Eben so kurz und knapp wie der Schreibstil, zeig sich die Handlung auf ihren knapp hundert Seiten. Hebben setzt auf extrem kurze Sätze, teilweise sogar nur Satzfragmente. Beschreibungen von Details, dem Aussehen der Umgebung oder der Charaktere sind quasi nicht vorhanden, alles wird nur bruchstückhaft in wenigen Worten abgehandelt.

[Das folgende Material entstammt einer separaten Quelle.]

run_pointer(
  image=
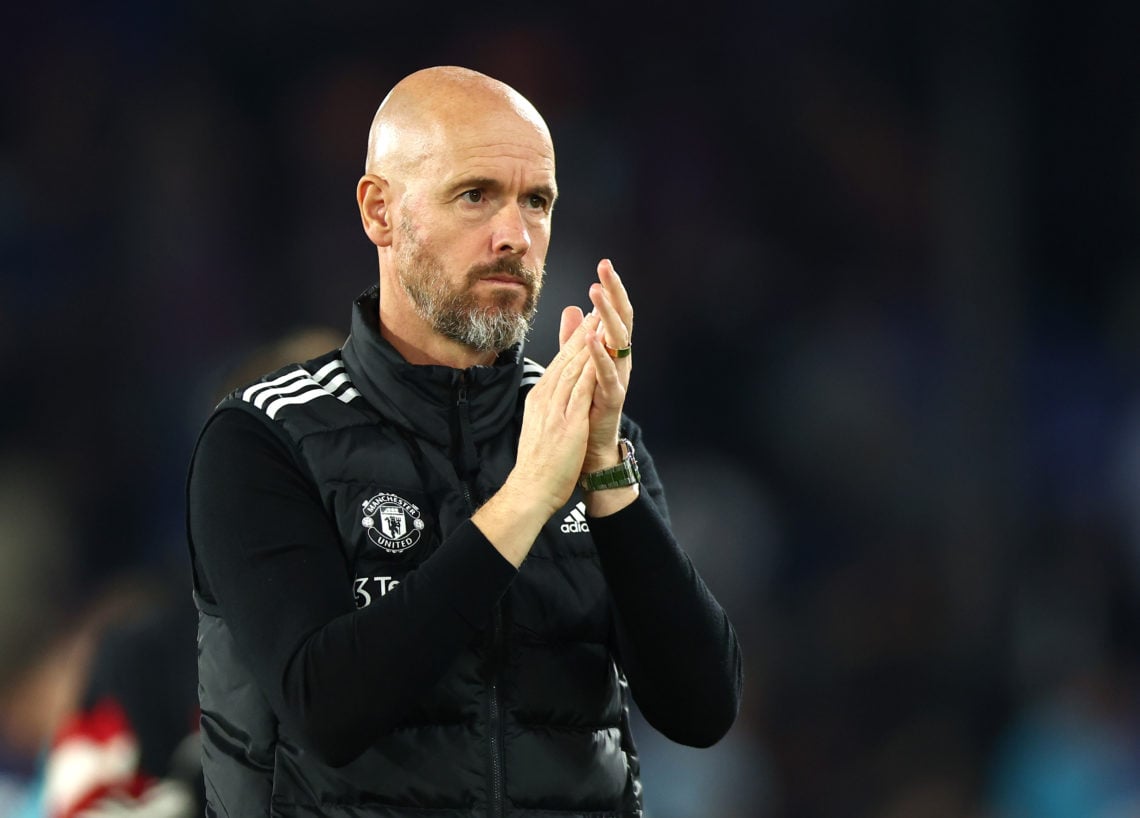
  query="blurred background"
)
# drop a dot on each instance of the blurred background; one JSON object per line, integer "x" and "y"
{"x": 886, "y": 263}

Dadurch zeigt sich dem Leser ein sehr ungenaues Bild, dass er sich nach und nach erarbeiten muss. Es ist, als wäre die Szenerie von einer großen Käseglocke umgeben, durch die nur ein verschwommener Blick möglich ist. Dabei hätte es von der Handlung her gerne "etwas mehr" sein dürfen, und zwar von allem. Mehr Hintergrundbeschreibungen, besser ausgearbeitete Umgebungen, tiefer ausgelotete Figuren, denn durch die kurze Zeit, in der der Roman gelesen ist und seine "Grobheit" prasselt doch recht viel auf einmal auf den Leser ein. Das ist schade, denn die Handlung ist nicht schlecht, wenn auch nicht unbedingt neu. Aber vielleicht hatte Hebben genau das im Sinn, etwas schon Dagewesenes in einem eigenen Stil zu erzählen.

In einer kurzen Zusammenfassung ist es schwer einzubringen, aber es handelt sich bei "Der Algorithmus des Meeres" tatsächlich um eine Science-Fiction-Geschichte.